North Korea is preparing for an underground nuclear test, with tunnels being dug in its northeastern region, Reuters reported, citing the South Korean Yonhap news agency.
North Koreans were seen digging a tunnel in the northeastern town of Punggye-ri in Kilju county, reported Yonhap, citing commercial satellites images.
Pyongyang's earlier nuclear tests, in 2006 and 2009, took place in mines.
North Korea has earlier agreed to stop nuclear tests, uranium enrichment and long-range missile launches in return for food aid.
The latest report follows a plan already announced by Pyongyang to conduct a rocket launch on mid-April. North Korea says it will place a weather satellite into orbit, a version contested by its neighbours and the U.S.

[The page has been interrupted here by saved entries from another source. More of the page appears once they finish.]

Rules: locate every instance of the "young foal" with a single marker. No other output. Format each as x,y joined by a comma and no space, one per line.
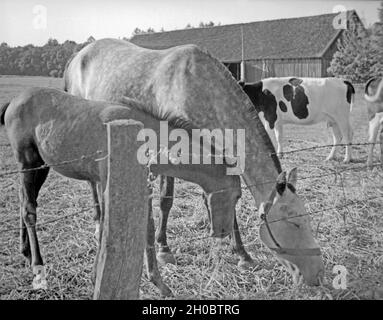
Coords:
46,126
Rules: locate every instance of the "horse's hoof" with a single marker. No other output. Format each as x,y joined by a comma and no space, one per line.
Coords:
97,232
165,257
40,284
246,264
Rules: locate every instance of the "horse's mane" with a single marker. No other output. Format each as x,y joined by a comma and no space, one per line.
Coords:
249,109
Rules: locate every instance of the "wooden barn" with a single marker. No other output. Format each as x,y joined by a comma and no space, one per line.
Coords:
301,47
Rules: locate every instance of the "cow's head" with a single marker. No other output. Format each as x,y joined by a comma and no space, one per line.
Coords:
262,99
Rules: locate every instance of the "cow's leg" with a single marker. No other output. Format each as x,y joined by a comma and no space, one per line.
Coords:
166,201
279,139
373,130
348,135
245,261
150,255
337,138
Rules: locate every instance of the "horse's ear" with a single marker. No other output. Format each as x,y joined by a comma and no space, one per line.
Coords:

North Korean officials have said the Kwangmyongsong-3 satellite is to be launched between April 12 and 16 to mark the 100th birth anniversary of the late Kim Il-Sung, founder of the Communist state.
In a break from earlier missile launches, North Korea has invited about 30 journalists from around the world to witness the event.
U.S. President Barack Obama had warned last month that North Korea will face isolation, if it does not stop its nuclear ambitions.
Chinese Foreign Minister Yang Jiechi expressed concern on the developments and urged all relevant parties to take into consideration the bigger picture and think long-term, according to a Reuters report.
"I made it clear that the international community needs to make rigorous responses against North Korea's violation of its obligation as a member country in the world community," said Kim Sung-hwan, foreign minister of South Korea.